Все его существо протестовало против этого, но Кросс годами учился управлять своим телом и теперь держался уверенно и спокойно.

– Я нежился в объятиях будущей любовницы Бейна, когда у его экипажа на повороте слетело колесо, – бесстрастно продолжал Кросс. – Бейн, кучер и один лакей погибли на месте. Второй лакей скончался на следующий день.

– И Лавиния, – тихо сказала Пиппа.

– Лавиния была искалечена. Ее блестящее будущее погублено.

Кросс сжал кулаки:

– И это я сделал с ней. Будь я там…

Пиппа потянулась к нему и сжала кулаки:

– Нет.

Кросс покачал головой:

– Я убил Бейна так же жестоко, как если бы поднес к голове пистолет и нажал курок. Будь я на его месте, он остался бы жив.

– А ты бы умер, – хрипло выдавила Пиппа, глядя на него глазами, в которых переливались непролитые слезы. – А ты бы умер!

– Разве не видишь, Пиппа… я это заслужил. Это я был порочным и дурным сыном и братом. Я играл, жульничал и воровал. Бейн был прекрасным человеком, Лавиния была чиста, в отличие от меня. Сам ад преследовал меня в ту ночь, полагая, что найдет меня в том экипаже. А когда вместо меня нашел их – почти всех забрал с собой.

Пиппа покачала головой:

– Нет. Ты тут ни при чем.

Боже, как он хотел ей верить!

– Я даже не остановился после случившегося. Продолжал посещать игорные заведения, продолжал выигрывать. Пытался похоронить свой грех под грудой новых.

Кросс впервые говорил это кому-то. И не знал, почему именно ей. Возможно, чтобы объяснить, кто он. Почему он ей не подходит.

– Разве не видишь, Пиппа, на его месте должен был оказаться я.

По ее щеке скатилась слеза.

– Нет, – прошептала она, бросаясь к нему. Позволяя поймать ее и обхватить длинными руками. Позволяя поднять себя с пола и прижать к груди. – Нет, – повторила она, и от тоски в ее голосе у Кросса сжалось сердце.

– Так сказал мой отец. Он ненавидел меня.

Пиппа попыталась прервать его, но Кросс остановил ее.

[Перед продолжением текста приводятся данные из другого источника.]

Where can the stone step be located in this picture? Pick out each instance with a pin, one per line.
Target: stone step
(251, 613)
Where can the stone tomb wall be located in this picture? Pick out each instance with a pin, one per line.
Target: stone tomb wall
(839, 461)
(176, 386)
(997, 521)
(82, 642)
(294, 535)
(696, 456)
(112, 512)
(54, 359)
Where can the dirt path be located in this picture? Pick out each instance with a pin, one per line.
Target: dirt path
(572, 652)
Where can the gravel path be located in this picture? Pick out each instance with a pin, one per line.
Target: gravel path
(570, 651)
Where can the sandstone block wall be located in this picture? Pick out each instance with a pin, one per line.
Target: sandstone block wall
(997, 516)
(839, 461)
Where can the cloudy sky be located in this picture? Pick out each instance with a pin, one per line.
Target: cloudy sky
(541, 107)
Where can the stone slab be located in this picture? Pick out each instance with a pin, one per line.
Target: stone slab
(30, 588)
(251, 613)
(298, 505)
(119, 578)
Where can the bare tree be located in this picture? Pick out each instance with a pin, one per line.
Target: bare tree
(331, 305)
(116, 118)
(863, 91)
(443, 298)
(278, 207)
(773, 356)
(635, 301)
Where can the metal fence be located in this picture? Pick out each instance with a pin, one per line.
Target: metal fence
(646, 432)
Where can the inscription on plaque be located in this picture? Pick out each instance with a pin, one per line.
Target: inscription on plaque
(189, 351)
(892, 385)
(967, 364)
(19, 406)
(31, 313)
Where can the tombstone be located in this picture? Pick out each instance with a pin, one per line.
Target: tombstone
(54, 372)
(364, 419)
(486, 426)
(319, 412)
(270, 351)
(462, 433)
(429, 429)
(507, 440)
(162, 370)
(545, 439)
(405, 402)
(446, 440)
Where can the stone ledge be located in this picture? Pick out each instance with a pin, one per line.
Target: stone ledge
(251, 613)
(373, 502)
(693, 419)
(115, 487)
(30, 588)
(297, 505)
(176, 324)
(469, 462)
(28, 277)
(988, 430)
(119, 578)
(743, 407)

– Нет. Он так сказал. А после аварии… не мог смотреть на меня. И мать тоже. Мы не знали, выживет ли Лавиния или умрет. Нога была сломана в трех местах, и она горела в лихорадке. Мать не разговаривала со мной неделю, а отец…

Кросс поколебался. Боль воспоминаний обжигала.

– Отец произнес те же семь слов. Повторял их снова и снова. «На его месте должен был оказаться ты».

– Джаспер, – прошептала Пиппа в темноте, и какая-то часть его души, давно погребенная, отозвалась на звук. – Твой отец скорбел. Он не это имел в виду. Он не мог…

Кросс проигнорировал ее слова. Боль этих слов.

– Они не могли смотреть на меня. Поэтому я ушел.